The competitive gap DryRun is trying to fill is the space between noisy scanner outputs and the prioritization work that AppSec teams still do manually in spreadsheets or ticketing systems. Owning that prioritization layer is how Apiiro and Ox Security have tried to expand beyond point scanning into broader AppSec posture management, and it is a credible path for DryRun to grow ACV without needing to match Snyk or GitHub on raw feature breadth.

DryRun currently supports GitHub Enterprise Cloud and GitLab SaaS as its two SCM targets. Adding self-managed SCM support and more restrictive deployment options—private deployment, regional data controls, on-premises or VPC-isolated analysis—would open the enterprise segment that currently cannot buy a SaaS-delivered code analysis product due to data residency or air-gap requirements.

A parallel expansion path runs through consultancies, MSSPs, and software-acquisition diligence workflows. DeepScan is already positioned for onboarding audits, release reviews, and due diligence assessments, and at least one customer testimonial describes DryRun as useful for Fortune 50 client delivery. A formal channel program targeting security service providers and outsourced engineering firms would create leveraged distribution in segments that need fast, explainable repository risk output at scale and currently have no good automated alternative to multi-week manual reviews.

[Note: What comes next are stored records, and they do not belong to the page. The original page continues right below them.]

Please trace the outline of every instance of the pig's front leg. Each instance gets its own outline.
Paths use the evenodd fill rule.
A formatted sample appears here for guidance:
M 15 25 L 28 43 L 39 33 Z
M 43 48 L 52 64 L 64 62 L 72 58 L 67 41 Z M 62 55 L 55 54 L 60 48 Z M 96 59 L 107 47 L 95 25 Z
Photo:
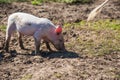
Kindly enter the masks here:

Platform absorption: The most structural risk DryRun faces is contextual PR security review being absorbed into the platforms developers already use. GitHub is shipping Copilot Autofix inside Code Security, Semgrep is adding an AI Assistant and MCP server, and GitLab is deepening Advanced SAST with cross-file taint analysis. As AI-assisted code review becomes a standard feature of SCM platforms rather than a standalone product, the premium for an independent contextual analysis tool compresses, and DryRun must show it is materially better—not incrementally better—at logic-heavy findings to justify separate procurement.

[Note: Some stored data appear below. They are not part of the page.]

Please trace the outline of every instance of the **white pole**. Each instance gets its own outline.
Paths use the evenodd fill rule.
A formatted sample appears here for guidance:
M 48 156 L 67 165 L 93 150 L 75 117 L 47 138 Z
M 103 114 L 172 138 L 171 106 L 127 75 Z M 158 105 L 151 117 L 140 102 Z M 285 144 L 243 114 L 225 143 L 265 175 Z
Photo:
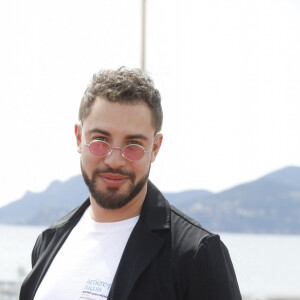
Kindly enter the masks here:
M 146 70 L 146 0 L 142 0 L 142 58 L 141 70 Z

Distribution concentration: DryRun's go-to-market depends heavily on GitHub and GitLab as distribution channels and integration surfaces, and its AI-assistant integrations with Claude, Codex, and Cursor are built on MCP infrastructure that is still evolving and partly in preview. If major platforms tighten partner access, improve native security to a good-enough threshold, or change integration models in ways that increase DryRun's maintenance burden, the company takes on recurring integration churn and loses the low-friction install path that makes its PLG motion work.

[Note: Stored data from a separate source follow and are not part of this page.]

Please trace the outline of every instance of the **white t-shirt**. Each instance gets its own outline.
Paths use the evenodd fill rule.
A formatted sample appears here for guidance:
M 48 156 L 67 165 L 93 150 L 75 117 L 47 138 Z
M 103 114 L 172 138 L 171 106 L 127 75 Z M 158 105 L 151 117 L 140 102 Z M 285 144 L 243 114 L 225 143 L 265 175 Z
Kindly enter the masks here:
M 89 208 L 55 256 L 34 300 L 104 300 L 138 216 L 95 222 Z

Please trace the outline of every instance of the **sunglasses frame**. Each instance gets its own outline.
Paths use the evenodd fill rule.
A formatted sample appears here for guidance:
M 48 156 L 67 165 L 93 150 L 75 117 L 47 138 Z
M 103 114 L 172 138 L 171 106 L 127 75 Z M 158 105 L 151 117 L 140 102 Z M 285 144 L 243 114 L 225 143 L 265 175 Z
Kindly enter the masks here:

Trust failure in a security product: DryRun's commercial positioning depends on customers trusting a private-LLM analysis pipeline with sensitive source code. The company's SOC 2 Type II attestation, ephemeral microservices architecture, and quarterly third-party audits are meant to support that trust, but a material detection miss, a privacy incident, or a sandbox isolation failure would damage brand credibility disproportionately for a security vendor—and could stall upmarket adoption just as DryRun is trying to move from mid-market to enterprise accounts.